I still catch myself, in the middle of a normal weekend, turning to Dave and saying, “I can’t believe we have four boys. Isn’t that crazy?” Because seven months on from number four, it still takes time to sink in. The dial of life has been turned up several notches and there are times when I feel like I’m waiting to catch my breath. Somehow it stills seems surreal to me that I have been entrusted with the lives of these four boys.
And I know the phase we are in now is the intense total-hands-on stage. Intense. Total. Hands. On. My name gets called 550,000 times a day. There are multitudes of “He’s looking at me!”, ” He touched me!”, “My hot dog fell out of my bun!”, “Josiah spewed again!”, “I can’t find my other shoe!”, “I can’t sleep!”, “I am NOT changing my socks!”, “Josiah’s crying again!”, “I’m not going to ______”, and on and on. It takes a total of one hour and fifteen minutes to get out the door to go anywhere. And by the time we get out the door with tempers frayed we are wondering if wherever we are going is even worth it. We’re in the tag-team period where it’s either Dave OR me going out, sleeping in, having quiet space, but rarely both.
And yet it’s also the stage of lots of laughter, lots of cuddles, lots of crayon drawings given as gifts day in and day out. It’s the stage where our hearts swell with love as we spy on kids who are having moments of tenderness towards one another. It’s the phase of life where everything is loud, chaotic, demanding, and yet, somehow there’s this part of you that is aware of the fact that no matter how bothered you are by it now, you will miss it when it’s gone.
So as we enter into the last two weeks of summer holidays, I want to intentionally remind myself of who it is I have the privilege of mothering every day.
There’s my first-born Gabriel. Eight going on fourteen nine. He’s like a spring day where you can expect storms and sunshine all in the same 24 hours. Friends are super important to him and he is gaining freedoms as well as responsibilities. With a flair for the dramatic, he struggles to sit still when telling a good story. He is also highly relational and loves to have a chat with anyone who will listen.
Coming in a close second, we have Elijah. Seven.

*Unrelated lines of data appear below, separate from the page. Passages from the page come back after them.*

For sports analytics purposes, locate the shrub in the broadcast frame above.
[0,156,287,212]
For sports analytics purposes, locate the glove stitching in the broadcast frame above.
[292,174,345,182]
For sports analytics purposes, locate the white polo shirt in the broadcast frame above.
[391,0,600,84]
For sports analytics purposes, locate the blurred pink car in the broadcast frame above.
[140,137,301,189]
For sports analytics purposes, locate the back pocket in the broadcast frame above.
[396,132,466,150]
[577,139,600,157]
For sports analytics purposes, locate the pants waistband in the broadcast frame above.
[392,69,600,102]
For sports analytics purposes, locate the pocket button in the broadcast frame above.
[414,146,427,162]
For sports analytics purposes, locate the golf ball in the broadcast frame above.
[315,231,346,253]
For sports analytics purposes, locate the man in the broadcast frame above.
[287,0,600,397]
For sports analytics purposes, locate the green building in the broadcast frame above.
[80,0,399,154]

Life is mostly good for his guy most of the time. He is a curious soul with a fair dose of ants in his pants. He is kind, sensitive and mischievous all rolled in to one handsome package. Often when you talk to him, he has that faraway look in his eye and is most likely planning his next kingdom on Minecraft.

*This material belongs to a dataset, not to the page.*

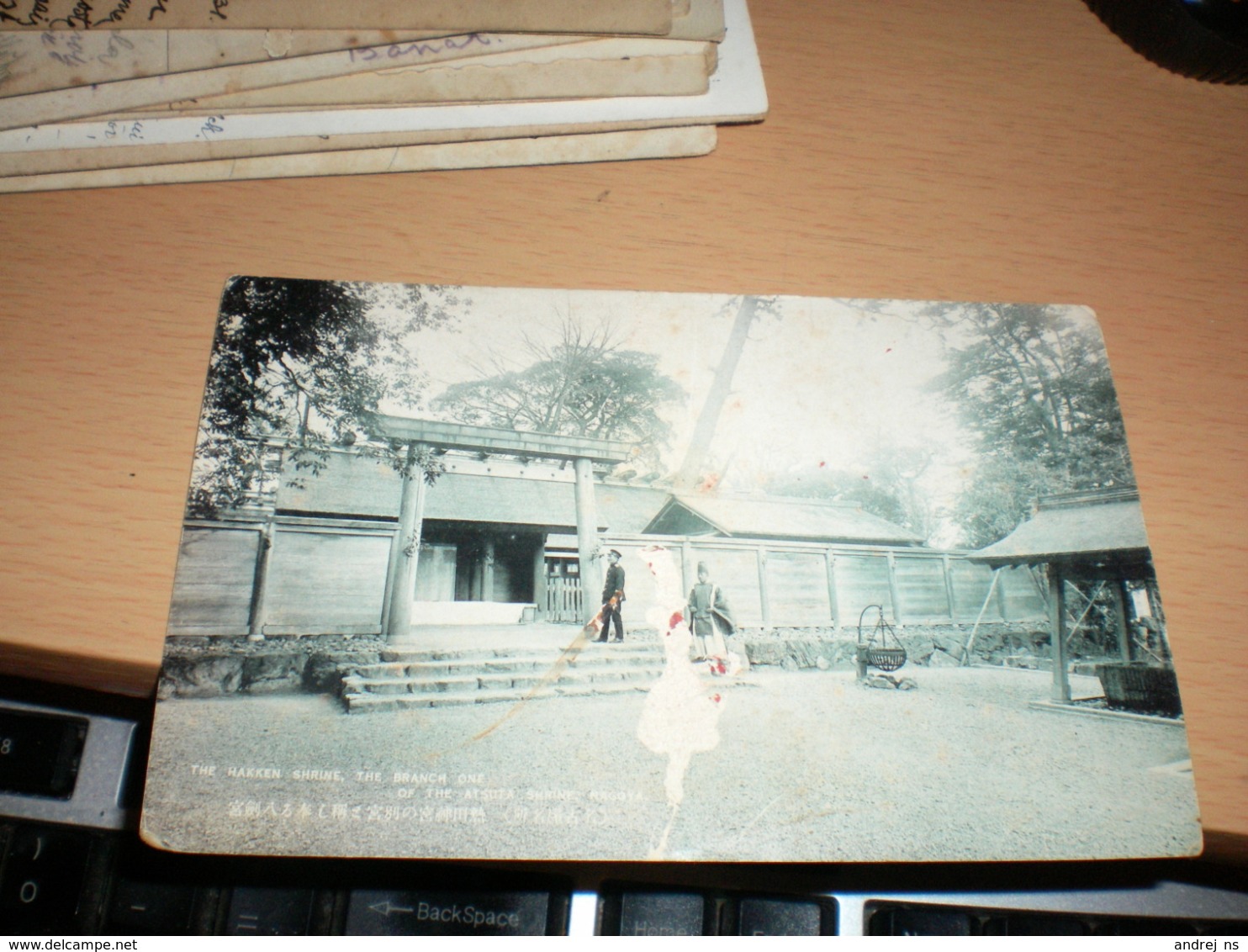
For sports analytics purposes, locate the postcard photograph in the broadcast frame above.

Dear, sweet little Benjamin. Three going on four. This guy is our little lovebug. He is the one who is most likely to be credited for softening his parents rough edges. Always ready with a cuddle and an “I love you so much” right when it is needed, he pays close attention to relational dynamics of the family. His sweetness and generosity has won many hearts over.
And our lucky, little last, Josiah. 7 1/2 months. He is the final piece of this family puzzle and has captured every one of our hearts in his short time with us. He is proving so far that he wants to keep up with his brothers: off the size charts for his age, eight teeth in seven months with more on the way, picking up finger food, and moving all over the floor. He is vocal, playful, focused and cheeky. We are smitten!